Now you might be thinking… I’ve got you there, Steve. I know I can have both! I play video games with my friends, and I have coffee with my girlfriend. So I’m doing the relating thing too!
Well… aren’t you clever! Sure, that sounds perfectly logical, but it would make Spock vomit. It’s just another phony rationalization from an addicted brain. Can you see why that would be so?
Turning the addiction into a social activity drags us all down. We do include some relating, which is good in general, but if we’re relating on the basis of addiction, then what are we missing? Of course we’re missing relating on the basis of non-addiction.
Those hours spent in addiction-themed socialization can be a lot of fun. They’ll surely trigger our reward circuitry, and we get a double-whammy of a reward. We get rewarded for the addictive behavior, and we feel rewarded for the social aspect. The reason this seems like a good investment of time is because we’re confusing the logic of short-term pleasure with the logic of long-term fulfillment.
Now if you aren’t an addict, then there’s nothing wrong with short-term pleasure. Mixing some pleasure into your social connections is all well and good. But you turn a corner when you mix in an addiction where some aspect of your behavior is compulsive. That’s when you talk endlessly about nothing of substance because the coffee makes you ramble, or you stay up late playing video games, throwing off your sleep schedule, and giving yourself an unproductive day, week, month, or year. In the long run, this sort of behavior will degrade your healthy relationships, especially relationships with non-addicts who may begin losing respect for you. I’ve heard from a lot of men and women who’ve had to leave relationship partners because of addictions, often while their partners were still in denial about it. It’s never easy to let go for this reason because in the back of the initiator’s mind, there’s the dream of what an addiction-free relationship with their partner could be like… if only.

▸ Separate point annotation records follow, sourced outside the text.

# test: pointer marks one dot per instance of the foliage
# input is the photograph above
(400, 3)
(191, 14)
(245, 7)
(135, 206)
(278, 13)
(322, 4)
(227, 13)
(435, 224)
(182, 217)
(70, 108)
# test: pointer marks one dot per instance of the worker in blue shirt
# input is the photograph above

When we remove addiction from the picture, we create the space for a deeper and more fulfilling connections with people. We also expose the shallowness of connections that don’t really serve us. What does it say about a connection that isn’t as good without gaming or coffee? What does it say about the quality of a relationship if going orgasm-free for a while leaves you feeling hollow and empty instead of deeply in love and grateful? Addictions so often mask substantial weaknesses that we don’t feel ready to face. It takes a lot of strength to face an addiction. It can take even more strength to face the demons hiding behind that addiction.
I’m not suggesting that addiction combined with relating always kills the relating, but I do think that in many cases, the relating would be more honest, more loving, and more powerful without the addiction in the picture. Addictions skew our thinking. An addiction can make a weak relationship seem strong, like giving you the delusion that pushing buttons and staring at a screen in concert with strangers on the Internet somehow makes you all a band of heroes. An addiction can make a conversation seem fascinating and productive, when all you really did was act out a Seinfeld episode.
Since addictions take us out of alignment with truth, we must do our best to shed them, no matter how difficult the challenge. Keep noticing the insidious logic of addiction. It always has a reason, an excuse, a seemingly good explanation to keep you obedient. It robs you of power, freedom, and connection while making it seem like an intelligent idea to do so. This is the part of yourself you’ll need to keep challenging and questioning – and distrusting – if you’re to have any hope of pursuing the addiction-free ideal in earnest.